Salient to Investors:
Latin America is disappointing investors, economists and businesses with slower-than-forecast growth as waning commodity prices and strong currencies hit nations that failed to diversify and become more competitive.
Economists cut Brazil’s 2013 outlook for the second time in 7 days, forecasting the worst 3-year period in a decade.
The region has invested too little of windfall revenue in roads, technology and education, and to promote businesses outside of mining and agriculture. Chile has the region’s best OECD reading-skills results but is ranked 44 among 65 countries, with Peru second-to-last.

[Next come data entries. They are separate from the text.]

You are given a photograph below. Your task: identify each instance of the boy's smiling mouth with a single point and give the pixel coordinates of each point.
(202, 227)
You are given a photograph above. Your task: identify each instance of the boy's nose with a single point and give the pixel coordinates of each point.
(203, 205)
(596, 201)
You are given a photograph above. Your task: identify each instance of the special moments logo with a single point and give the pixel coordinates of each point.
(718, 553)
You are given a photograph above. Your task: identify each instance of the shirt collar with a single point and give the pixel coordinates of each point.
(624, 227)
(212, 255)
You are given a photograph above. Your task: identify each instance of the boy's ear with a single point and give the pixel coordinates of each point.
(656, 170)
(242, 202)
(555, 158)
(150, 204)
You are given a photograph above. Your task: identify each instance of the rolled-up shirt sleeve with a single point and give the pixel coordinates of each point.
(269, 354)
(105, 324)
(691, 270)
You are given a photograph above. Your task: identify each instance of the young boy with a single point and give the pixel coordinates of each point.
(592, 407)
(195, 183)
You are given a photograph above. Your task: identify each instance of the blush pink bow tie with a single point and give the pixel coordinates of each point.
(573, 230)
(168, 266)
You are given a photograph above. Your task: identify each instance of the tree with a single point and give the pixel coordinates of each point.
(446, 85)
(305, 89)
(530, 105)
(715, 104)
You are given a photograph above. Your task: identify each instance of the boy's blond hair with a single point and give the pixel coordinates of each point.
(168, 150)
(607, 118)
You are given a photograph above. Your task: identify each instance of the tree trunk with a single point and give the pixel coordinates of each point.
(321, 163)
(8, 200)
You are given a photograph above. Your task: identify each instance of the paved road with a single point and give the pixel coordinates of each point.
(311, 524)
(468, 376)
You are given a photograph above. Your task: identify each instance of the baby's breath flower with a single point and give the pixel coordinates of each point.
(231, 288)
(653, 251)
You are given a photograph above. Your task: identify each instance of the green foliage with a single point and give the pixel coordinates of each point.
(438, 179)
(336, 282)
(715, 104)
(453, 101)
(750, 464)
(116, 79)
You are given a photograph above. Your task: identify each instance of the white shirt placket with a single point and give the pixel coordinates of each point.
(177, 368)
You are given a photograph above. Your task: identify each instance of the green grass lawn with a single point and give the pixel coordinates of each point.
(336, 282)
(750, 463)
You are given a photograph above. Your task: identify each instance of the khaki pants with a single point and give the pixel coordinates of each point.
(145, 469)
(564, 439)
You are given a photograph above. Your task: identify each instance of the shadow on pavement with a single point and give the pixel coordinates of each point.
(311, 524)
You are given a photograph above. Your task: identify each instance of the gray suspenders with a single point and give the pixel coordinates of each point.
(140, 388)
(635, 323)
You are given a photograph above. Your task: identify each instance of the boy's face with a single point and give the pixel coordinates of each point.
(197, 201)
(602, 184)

Brazil, Mexico, Colombia, Chile and Peru increased primary exports to an average 71.3 percent of foreign sales from 58.3 percent in the decade through 2011, instead of reducing vulnerabilities to commodity boom-and-bust cycles. SA Commodities said 212 vessels awaited cargo in Brazil during March, and the line of trucks to unload soybeans at its busiest port surged to a record 15 miles long.
Alberto Ramos at Goldman Sachs said the easy growth has been collected, and they need to find domestic sources of growth, rather than relying on abundant external liquidity and high commodity prices.
James Gaul at Boston Advisors is more cautious on the region than several years ago, driven by this decline in the global, commodity-led growth theme.
Analysts predict the region will grow 3.38 percent in 2013 versus predicting 3.81 percent 6 months ago, and Asia to accelerate to 6.44 percent.
Alonso Cervera at Credit Suisse said Mexican results in general have disappointed, and Q1 confirmed that Mexico is still dependent on a healthy rest of the world.
The IMF said Latin America will not sustain growth at current levels, given labor constraints and recent trends for capital and productivity increases, and potential growth through 2017 is closer to 3.25 percent versus 4 percent average a year in the decade through 2012.
The World Bank said Brazilian companies spend 2,600 hours a year dealing with tax issues compared with 209 hours in the East Asia and Pacific region.
Henry Stipp at Threadneedle Asset Mgmt said lower commodity prices may help cut inflationary pressure and give central banks more room for monetary stimulus.
Economists have cut Columbia’s 2013 growth forecast to 4.2 percent versus 4.9 percent last August.
Michael Shaoul at Marketfield Asset Mgmt said Latin America has not yet bottomed and will not recover to the growth level of the previous decade because the commodity boom is over and policy makers failed to reduce their dependence on primary goods when money flowed into their economies.